On December 22, 2020, the Supreme Court of Pennsylvania issued an opinion in Leight et al v. University of Pittsburgh Physicians et al, Supreme Court of Pennsylvania, No. 35 WAP 2019 determining the extent to which physicians, who treated a mentally ill man who later went on a shooting spree, can be held liable after they considered but decided not to involuntarily commit the patient. The decision in Leight held that physicians are not liable under the Mental Health Procedure Act (MHPA) for considering, but not formalizing the prerequisites for an involuntary emergency examination.
This case stems from a March 2012 shooting incident where a paranoid schizophrenic man opened fire at a Pittsburgh clinic. The shooter, who had been involuntarily committed in the past, had a history of severe mental illness. About a month before the March shooting, the physicians who examined the shooter on at least two occasions discussed commencing involuntary commitment proceedings, but ultimately did not. On March 8, 2012, the shooter then walked into the clinic shooting five people
The plaintiff, a clinic receptionist who was injured in the shooting filed a complaint against the physicians asserting gross negligence under the MHPA, which governs involuntary commitment in Pennsylvania. The plaintiff argued the physicians, in an outpatient setting, knew or should have known the shooter was mentally ill and in need of immediate treatment; yet none of them took any steps to have the shooter involuntarily examined and committed. The trial court dismissed the plaintiff’s claims ruling the MHPA does not apply as the shooter was being treated on a voluntary outpatient basis. This Superior Court of Pennsylvania affirmed and the plaintiff appealed. On appeal, the plaintiff asserted the MHPA should apply once physicians discussed involuntary commitment thereby arguing the physicians began but did not complete the statutory process for involuntary commitment. The three-judge panel noted “the mere thought or consideration of initiating an involuntary examination during voluntary outpatient treatment” was not encompassed by the express scope of the MHPA and did not qualify as involuntary care. The plaintiff’s suit had been brought under the MHPA which creates a civil cause of action upon a showing of willful misconduct or gross negligence against an individual who participates in a decision that a person be examined or treated under the Act.

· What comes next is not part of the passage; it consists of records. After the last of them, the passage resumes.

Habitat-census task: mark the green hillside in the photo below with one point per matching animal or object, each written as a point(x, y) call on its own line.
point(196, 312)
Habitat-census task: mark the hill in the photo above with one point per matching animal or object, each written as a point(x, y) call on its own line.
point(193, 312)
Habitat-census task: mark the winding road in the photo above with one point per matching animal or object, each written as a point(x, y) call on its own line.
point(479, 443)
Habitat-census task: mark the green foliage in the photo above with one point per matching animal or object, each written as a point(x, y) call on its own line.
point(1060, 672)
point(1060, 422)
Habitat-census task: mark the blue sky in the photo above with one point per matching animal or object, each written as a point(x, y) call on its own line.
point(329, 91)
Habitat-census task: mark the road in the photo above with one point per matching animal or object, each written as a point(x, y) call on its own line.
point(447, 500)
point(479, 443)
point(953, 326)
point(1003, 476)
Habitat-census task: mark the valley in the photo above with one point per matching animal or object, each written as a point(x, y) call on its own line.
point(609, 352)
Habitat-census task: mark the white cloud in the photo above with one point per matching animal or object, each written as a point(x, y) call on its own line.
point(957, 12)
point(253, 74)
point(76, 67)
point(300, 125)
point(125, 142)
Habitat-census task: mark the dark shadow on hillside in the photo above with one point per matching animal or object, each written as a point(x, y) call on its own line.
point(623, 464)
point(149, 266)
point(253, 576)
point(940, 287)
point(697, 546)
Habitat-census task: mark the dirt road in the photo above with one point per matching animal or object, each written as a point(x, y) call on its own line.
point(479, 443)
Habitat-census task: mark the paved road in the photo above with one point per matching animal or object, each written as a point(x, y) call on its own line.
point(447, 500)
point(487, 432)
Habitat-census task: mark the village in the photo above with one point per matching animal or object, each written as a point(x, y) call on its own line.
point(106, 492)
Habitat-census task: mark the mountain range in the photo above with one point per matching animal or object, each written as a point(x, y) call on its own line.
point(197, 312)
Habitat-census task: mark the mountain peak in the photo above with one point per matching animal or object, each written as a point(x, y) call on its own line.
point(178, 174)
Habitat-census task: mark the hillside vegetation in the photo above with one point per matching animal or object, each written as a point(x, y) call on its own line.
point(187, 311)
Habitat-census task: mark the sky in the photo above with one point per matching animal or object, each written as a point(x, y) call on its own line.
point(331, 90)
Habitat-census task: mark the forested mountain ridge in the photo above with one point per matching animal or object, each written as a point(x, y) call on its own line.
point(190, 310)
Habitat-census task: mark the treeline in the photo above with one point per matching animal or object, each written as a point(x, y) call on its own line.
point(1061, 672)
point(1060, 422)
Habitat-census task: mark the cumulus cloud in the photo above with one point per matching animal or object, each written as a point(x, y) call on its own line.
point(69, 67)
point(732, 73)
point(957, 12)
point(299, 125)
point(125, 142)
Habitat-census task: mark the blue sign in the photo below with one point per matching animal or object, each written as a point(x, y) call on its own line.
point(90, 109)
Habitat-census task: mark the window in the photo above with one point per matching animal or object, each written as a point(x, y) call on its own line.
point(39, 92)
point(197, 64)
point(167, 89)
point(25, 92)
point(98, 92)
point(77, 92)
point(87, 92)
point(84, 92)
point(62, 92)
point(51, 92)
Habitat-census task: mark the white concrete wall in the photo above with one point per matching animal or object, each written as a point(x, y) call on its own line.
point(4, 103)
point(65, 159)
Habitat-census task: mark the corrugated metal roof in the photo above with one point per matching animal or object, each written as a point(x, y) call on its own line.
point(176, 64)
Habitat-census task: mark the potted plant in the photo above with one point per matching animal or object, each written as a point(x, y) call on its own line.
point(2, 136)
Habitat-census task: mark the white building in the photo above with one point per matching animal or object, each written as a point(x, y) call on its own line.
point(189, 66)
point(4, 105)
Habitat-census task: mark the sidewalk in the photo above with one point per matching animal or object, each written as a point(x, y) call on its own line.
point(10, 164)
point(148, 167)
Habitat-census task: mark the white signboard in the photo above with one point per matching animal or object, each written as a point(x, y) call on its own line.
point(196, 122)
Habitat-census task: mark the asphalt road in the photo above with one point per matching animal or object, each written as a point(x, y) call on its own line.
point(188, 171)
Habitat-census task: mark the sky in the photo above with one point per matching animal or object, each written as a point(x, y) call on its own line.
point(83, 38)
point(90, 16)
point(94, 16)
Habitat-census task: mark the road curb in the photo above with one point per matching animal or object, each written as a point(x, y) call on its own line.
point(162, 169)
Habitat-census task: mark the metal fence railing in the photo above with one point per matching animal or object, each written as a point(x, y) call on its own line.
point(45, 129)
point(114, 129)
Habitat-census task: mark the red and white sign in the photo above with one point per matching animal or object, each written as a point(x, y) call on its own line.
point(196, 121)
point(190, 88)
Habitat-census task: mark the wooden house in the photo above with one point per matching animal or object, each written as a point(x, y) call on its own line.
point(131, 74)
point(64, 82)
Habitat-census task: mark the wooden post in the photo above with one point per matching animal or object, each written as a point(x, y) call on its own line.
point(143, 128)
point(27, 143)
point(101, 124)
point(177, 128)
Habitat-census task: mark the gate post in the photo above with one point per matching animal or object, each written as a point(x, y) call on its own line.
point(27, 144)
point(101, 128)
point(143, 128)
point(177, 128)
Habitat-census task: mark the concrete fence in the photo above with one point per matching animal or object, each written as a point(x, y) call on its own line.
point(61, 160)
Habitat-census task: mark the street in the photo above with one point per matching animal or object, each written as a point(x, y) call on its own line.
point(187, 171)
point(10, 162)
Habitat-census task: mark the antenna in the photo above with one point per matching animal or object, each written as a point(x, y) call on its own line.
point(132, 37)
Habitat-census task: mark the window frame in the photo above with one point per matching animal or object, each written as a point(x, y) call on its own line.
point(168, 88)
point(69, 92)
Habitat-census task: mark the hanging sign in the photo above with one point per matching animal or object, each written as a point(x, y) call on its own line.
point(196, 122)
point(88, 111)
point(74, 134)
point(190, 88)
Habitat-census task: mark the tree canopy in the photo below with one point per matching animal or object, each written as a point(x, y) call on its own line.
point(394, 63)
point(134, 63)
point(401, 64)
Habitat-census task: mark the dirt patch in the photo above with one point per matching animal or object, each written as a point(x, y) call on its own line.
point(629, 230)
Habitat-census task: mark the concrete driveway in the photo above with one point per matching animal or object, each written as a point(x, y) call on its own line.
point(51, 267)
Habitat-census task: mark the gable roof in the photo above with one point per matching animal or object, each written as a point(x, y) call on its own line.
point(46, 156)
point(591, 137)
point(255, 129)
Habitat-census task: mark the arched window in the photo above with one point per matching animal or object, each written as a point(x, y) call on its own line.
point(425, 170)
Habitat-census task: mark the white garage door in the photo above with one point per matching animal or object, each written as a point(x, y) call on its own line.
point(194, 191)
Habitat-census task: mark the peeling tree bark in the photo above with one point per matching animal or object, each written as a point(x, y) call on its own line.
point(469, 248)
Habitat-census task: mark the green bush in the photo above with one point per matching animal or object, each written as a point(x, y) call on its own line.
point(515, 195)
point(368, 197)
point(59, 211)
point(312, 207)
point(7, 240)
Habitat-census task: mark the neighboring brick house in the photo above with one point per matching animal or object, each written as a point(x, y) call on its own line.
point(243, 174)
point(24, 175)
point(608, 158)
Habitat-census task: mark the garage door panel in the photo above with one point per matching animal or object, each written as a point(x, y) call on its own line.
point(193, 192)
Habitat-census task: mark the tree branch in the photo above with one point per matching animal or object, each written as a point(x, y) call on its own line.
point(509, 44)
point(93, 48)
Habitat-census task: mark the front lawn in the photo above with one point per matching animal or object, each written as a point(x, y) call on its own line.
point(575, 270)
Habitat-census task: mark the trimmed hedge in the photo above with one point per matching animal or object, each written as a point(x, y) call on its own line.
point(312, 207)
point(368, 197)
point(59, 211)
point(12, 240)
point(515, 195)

On December 22, 2020, Supreme Court of Pennsylvania affirmed the trial court’s ruling. The Supreme Court found the MHPA did not give the plaintiff the right to bring claims against these physicians. The majority opinion ruled the plaintiff’s interpretation of the law "would create a statutory gray area in which physicians would have to speculate as to the point at which their conduct might be subject to liability under the MHPA." It was also noted such a broad interpretation would expand liability, not only for those trained as mental health professionals, but also for those who are untrained “in rendering treatment in [the] unscientific and inexact [mental health] field.” Lastly, the Supreme Court found the plaintiff’s interpretation of the MHPA would render health care workers potentially liable for any thought or act, no matter how inconsequential, tangentially related to the consideration of an involuntary examination of a patient. The Court observed that it is only when a physician files the requisite documentation for involuntary emergency examination that he becomes a participant in the decision-making process under the MHPA. The Court commented “[c]learly, an application cannot be denied until it is first formally made”. In their analysis of the issue the Court believed that if the action were allowed to proceed it would expand potential liability in this context stating “…expanding the duties under the MHPA giving rise to a civil action to include merely informal considerations regarding an involuntary examination would encourage the over commitment of patients to avoid potential liability.”
Comment: The implication of this decision is troublesome. The plaintiff was a third party never threatened or identified by the patient as being in clear and present danger. The inference is that the physicians could have been sued by a total stranger who was injured by a patient without belonging to a readily identifiable class in immediate danger. Furthermore, the argument commonly made that the decision (in an outpatient setting without formal paperwork filled out) not to involuntarily commit a patient, if challenged, requires proof of gross negligence under the MHPA to prevail is now either severely weakened or eliminated.